The DmeRF System Is Involved in Maintaining Cobalt Homeostasis in Vibrio parahaemolyticus
Round 1
Reviewer 1 Report
The authors want to know how the DmeRF system contributes to metal homeostasis and virulence in this human pathogen.
DmeR is a MarR family regulator, while previous examples are RcnR/CsoR type; thus there is some uncertainty about demRF function.
They provide some evidence that DmeRF is involved primarily in Co homeostasis, based on changes in metal sensitivity and accumulation in mutants.
The genetic data are consistent with DmeR acting as a transcriptional repressor.
This is a well written and well presented MS, although less substantial than ideal.
fig 4 could be supplemental data, and would be more meaningful with a diagram of the location of the primers and expected products in the wt and mutant loci. its not immediately clear what is expected and how the results support the expected locus structure.
"complemented" DmeR strain (and other strains) are not actually complemented (i.e. phenotype restored to wild-type)
appears that "complemented strain is actually o/e strain - which is not ideal. need to add complemented strain with same expression as normal, or clarify that the "complemented" strain is an overexpression strain instead.
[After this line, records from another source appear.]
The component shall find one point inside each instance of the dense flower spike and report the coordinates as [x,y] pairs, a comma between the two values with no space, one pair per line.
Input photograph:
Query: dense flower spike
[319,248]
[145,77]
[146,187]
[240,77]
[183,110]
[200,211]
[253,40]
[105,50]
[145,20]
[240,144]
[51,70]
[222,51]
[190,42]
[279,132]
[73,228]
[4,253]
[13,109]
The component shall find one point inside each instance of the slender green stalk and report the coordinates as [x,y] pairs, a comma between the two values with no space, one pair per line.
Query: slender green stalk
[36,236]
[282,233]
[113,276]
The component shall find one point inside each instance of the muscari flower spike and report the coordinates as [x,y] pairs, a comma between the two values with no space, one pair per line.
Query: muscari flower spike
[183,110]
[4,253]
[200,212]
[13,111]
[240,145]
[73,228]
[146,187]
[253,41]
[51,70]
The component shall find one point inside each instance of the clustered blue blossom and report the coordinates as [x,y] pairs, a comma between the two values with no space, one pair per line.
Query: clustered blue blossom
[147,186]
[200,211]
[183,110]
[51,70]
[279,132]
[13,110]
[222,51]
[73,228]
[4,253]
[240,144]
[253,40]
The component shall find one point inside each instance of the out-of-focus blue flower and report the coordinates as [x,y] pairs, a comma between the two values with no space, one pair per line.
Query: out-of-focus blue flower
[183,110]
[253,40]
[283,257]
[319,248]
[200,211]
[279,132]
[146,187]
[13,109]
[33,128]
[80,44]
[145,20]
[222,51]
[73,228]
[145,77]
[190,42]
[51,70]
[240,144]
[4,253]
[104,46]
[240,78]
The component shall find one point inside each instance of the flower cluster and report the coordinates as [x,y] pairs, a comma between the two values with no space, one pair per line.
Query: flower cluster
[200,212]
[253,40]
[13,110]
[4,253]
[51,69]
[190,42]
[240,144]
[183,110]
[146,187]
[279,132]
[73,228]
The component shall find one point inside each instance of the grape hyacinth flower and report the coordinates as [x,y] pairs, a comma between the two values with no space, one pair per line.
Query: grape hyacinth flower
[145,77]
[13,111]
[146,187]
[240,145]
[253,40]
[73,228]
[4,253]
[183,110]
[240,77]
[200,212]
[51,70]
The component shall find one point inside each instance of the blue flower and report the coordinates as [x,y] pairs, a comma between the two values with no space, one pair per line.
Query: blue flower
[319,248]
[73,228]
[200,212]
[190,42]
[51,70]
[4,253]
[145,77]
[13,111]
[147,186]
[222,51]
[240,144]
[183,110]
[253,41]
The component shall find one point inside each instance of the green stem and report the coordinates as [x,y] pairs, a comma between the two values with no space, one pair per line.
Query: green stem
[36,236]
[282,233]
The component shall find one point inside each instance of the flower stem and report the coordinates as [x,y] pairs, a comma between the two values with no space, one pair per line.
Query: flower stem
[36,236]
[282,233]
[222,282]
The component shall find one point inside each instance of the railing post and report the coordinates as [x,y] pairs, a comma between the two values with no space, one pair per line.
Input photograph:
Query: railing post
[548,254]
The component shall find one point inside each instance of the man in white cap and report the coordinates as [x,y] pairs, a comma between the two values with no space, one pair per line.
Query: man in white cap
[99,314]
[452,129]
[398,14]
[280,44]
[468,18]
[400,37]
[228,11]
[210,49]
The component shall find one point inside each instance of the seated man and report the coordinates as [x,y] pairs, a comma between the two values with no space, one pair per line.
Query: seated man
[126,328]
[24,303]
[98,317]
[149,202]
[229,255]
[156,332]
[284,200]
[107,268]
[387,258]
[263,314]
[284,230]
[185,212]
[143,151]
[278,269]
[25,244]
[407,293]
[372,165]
On a related point, the supplemental expression data showing the effect of these manipulations (S2) should be in the main paper.
The metal tolerance experiments shown in the supplemental data are problematic - they show clear effects of these genetic manipulations on zinc, cu and ni tolerance, but these effects are not really addressed by the authors. In particular the effect of the genetic changes (mutation/ overexpression) on Ni sensitivity clearly suggests a role for demRF in Ni homeostasis, but this is deemphasized by the authors. That data should be in the main paper, not in a supplement. In addition, some data for effect of these changes on Ni accumulation would be useful. ICP-MS analysis would reveal the full extent of these changes on elemental content and better support the authors arguments for specificity. As it is their data is compatible with a broad substrate specificity/regulatory response (fig 3) for this operon, but the authors seem focused on Co.
increased Co content does not prove that DmeF works via efflux - it could regulate influx by another factor for example. The authors should demonstrate their contention directly with efflux assays (loading cells with isotope to measure the rate of efflux, or by exchange with unlabeled Co).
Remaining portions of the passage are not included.